Philosophy of balancing development and environmental protection

Kenneth Shockley, who joined CSU this summer as the first person to hold the Holmes Rolston III Endowed Chair in Environmental Ethics, will give an inaugural lecture on Friday, Oct. 14, on balancing the need for development with the need for environmental protection.

photo of Ken Shockley speaking
Kenneth Shockley Photo by Douglas Levere

The free public talk, titled “What We Need to Flourish: Rethinking External Goods and the Ecological Systems That Provide Them,” will be held from 4 to 6 p.m. in Eddy Hall, Room 200. The event will feature an introductory celebration ceremony as well as a question-and-answer period and reception afterwards.

Shockley, who was associate professor of philosophy and academic director of the Sustainability Academy at the University at Buffalo-SUNY before being named to the endowed chair in CSU’s Department of Philosophy last spring, specializes in the interdependence of environmental values and environmental policy, especially relating to the ethical challenges of climate change.

Too often, Shockley says, development and environmental protection are thought of as being at odds.

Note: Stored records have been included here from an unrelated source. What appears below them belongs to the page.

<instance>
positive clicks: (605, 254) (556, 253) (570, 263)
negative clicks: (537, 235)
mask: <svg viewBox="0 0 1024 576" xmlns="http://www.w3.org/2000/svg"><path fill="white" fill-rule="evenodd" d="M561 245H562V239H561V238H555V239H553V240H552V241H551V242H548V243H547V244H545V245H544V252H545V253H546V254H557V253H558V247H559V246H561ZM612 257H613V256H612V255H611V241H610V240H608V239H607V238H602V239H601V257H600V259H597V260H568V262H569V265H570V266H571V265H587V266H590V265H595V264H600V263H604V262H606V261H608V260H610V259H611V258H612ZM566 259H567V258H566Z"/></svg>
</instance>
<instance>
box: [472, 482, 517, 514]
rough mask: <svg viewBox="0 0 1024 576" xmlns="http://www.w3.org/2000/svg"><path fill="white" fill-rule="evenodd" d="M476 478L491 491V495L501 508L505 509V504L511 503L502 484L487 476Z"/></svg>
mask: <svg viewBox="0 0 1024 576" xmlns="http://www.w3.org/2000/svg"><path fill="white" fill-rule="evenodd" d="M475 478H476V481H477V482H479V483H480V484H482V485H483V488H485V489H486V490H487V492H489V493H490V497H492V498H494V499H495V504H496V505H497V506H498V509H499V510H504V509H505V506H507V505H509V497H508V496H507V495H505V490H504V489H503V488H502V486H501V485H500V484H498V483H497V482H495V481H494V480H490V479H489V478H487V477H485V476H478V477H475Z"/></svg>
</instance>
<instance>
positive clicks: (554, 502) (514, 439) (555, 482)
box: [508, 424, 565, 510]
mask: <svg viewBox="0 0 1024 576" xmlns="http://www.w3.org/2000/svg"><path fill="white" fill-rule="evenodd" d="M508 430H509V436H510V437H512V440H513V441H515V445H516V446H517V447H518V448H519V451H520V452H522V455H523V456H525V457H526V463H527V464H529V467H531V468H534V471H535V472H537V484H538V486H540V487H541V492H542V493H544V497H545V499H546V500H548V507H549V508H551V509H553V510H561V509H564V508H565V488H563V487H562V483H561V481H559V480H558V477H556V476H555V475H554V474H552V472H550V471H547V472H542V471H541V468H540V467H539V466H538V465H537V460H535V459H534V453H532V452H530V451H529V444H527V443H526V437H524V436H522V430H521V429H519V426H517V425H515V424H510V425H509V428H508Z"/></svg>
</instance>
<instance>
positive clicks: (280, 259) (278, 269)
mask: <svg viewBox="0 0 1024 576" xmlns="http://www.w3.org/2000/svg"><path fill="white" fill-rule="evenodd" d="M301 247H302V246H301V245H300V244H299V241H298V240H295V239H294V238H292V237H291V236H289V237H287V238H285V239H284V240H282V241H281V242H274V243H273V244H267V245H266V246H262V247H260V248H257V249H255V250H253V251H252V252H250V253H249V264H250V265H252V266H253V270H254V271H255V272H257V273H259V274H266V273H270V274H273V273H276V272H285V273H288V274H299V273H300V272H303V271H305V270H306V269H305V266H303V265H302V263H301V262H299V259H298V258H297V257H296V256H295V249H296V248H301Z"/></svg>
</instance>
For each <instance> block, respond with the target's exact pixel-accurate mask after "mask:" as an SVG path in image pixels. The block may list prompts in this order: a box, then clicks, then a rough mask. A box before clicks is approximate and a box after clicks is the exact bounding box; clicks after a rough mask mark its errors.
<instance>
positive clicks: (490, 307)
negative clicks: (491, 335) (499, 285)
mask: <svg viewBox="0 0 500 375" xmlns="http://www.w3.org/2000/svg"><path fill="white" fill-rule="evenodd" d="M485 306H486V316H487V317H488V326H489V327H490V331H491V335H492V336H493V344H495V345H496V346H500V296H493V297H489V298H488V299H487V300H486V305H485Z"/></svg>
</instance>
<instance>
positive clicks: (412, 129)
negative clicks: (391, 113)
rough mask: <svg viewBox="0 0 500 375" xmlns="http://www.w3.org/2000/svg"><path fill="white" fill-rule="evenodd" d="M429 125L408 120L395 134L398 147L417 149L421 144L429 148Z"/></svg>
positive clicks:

In his talk he will argue that just as development requires that we support robust social systems, it requires we support robust ecological systems. Rather than being at odds with one another, development requires robust environmental protection, according to Shockley.

The Holmes Rolston III Endowed Chair in Environmental Ethics, created by the Kenneth and Myra Monfort Charitable Foundation and Professor Emeritus Holmes Rolston of CSU’s Department of Philosophy, is the College of Liberal Arts’ second endowed chair.

The event is sponsored by the Department of Philosophy and the CSU Ethics Colloquium.